Unsere Vorfahren riefen das Schweizer Volk zum Fasten zusammen, um nach einem Sieg ihre Dankbarkeit gegenüber Gott und im Unglück ihre Reue zu zeigen. 1832 setzte die Tagsatzung1 den Eidgenössischen Bettag als „Dank-, Bussund Bettag“ für das ganze Land ein. Dieser Appell unserer Vorfahren vor mehr als 180 Jahren gilt immer noch. Er lädt die Bevölkerung ein, am dritten Sonntag im September gemeinsam innezuhalten, zu fasten und auf Gott zu hören. Was aber ist in unserer Zeit des Überflusses und des Konsums von diesem „Eidgenössischen Fasten“, wie es die Welschen heute noch nennen, übriggeblieben?
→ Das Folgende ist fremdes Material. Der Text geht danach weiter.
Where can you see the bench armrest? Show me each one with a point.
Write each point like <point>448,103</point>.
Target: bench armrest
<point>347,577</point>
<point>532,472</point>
Es sei nichts mehr übrig von den alten Traditionen, wunderte sich schon 1919 die Presse. So schreibt etwa die Zeitschrift „Le Conteur vaudois“, dass man am Bettag 1843, um einen Sitzplatz in der Kirche zu haben, noch „lange vor dem Glockengeläut dort sein musste“. In Morges z.B. begann die Sonntagsfeier
bereits um acht Uhr mit Bibellesung, gefolgt von einer (wie der Chronist betont: „ziemlich langen“) Predigt des Pastors. Danach wurden Psalmen gesungen und die politischen Verantwortungsträger der Stadt hielten Reden, bis die Feier schliesslich am Nachmittag mit dem 4-Uhr-Glockenschlag zu Ende ging.
Sind wir uns der Bedeutung des Bettags bewusst?
Ohne mich für liturgische Formen der Vergangenheit stark machen zu wollen, bin ich überzeugt, dass es wichtig ist, diese Zusammenkunft unserer Ahnen ernst zu nehmen. Denn damals wie heute sind wir ringsum mit Fragen konfrontiert, welche direkt unsere Existenz betreffen. Ob wir über die richtige
Antwort auf den islamischen Terror diskutieren, über die Haltung der Schweiz zur EU oder auch über das moderne Verständnis von Familie – wir kommen doch immer wieder auf die Frage zurück: Wie beeinflusse ich die Gesellschaft durch meine Entscheidungen? Wenn wir eine Antwort darauf finden wollen, müssen wir innehalten und unser eigenes Leben vor Gott prüfen. Als Christen haben wir die Aufgabe, unseren Dank, unsere Sünden und Bitten für unser Land unserem gemeinsamen Gott und Herrn Jesus Christus vorzulegen. Tun wir das dieses Jahr mit einem Tag des gemeinsamen Fastens, Betens und Dankens?
Feierlicher Appell
In der heutigen Zeit, in der die Schnelllebigkeit regiert, erscheint die Tradition des Eidgenössischen Bettags vielleicht ungewöhnlich oder gar veraltet. Aber ist es denn tatsächlich zu viel verlangt, einen von 365 Tagen des Jahres dafür herzugeben, um nachzudenken und zu danken? Um dem Gott zu danken, der uns seit Jahrhunderten bewahrt? Um nachzudenken über die nahenden Wahlen im Herbst? Wir sollten uns einmal nicht fragen, was die Gemeinschaft für uns, sondern was wir für die Gemeinschaft tun können. So lange das christliche Volk betet, werden, davon bin ich überzeugt, die Menschen in unserem Land reich gesegnet sein. Stellen wir unsere Kirchenprogramme und unsere Eigeninteressen zur Seite! Verlassen wir unsere Isolierung, unsere Neutralität und unsere Bequemlichkeit! Unser Land ist in grosser Gefahr, denn die Abschaffung jedes Gottesbezugs und der Werte, welche die Stärke der Schweiz ausmachen, hinterlassen ein Chaos, das in unserer Gesellschaft noch deutlich zunehmen wird. Wachen wir also auf und beten wir, bevor es zu spät ist!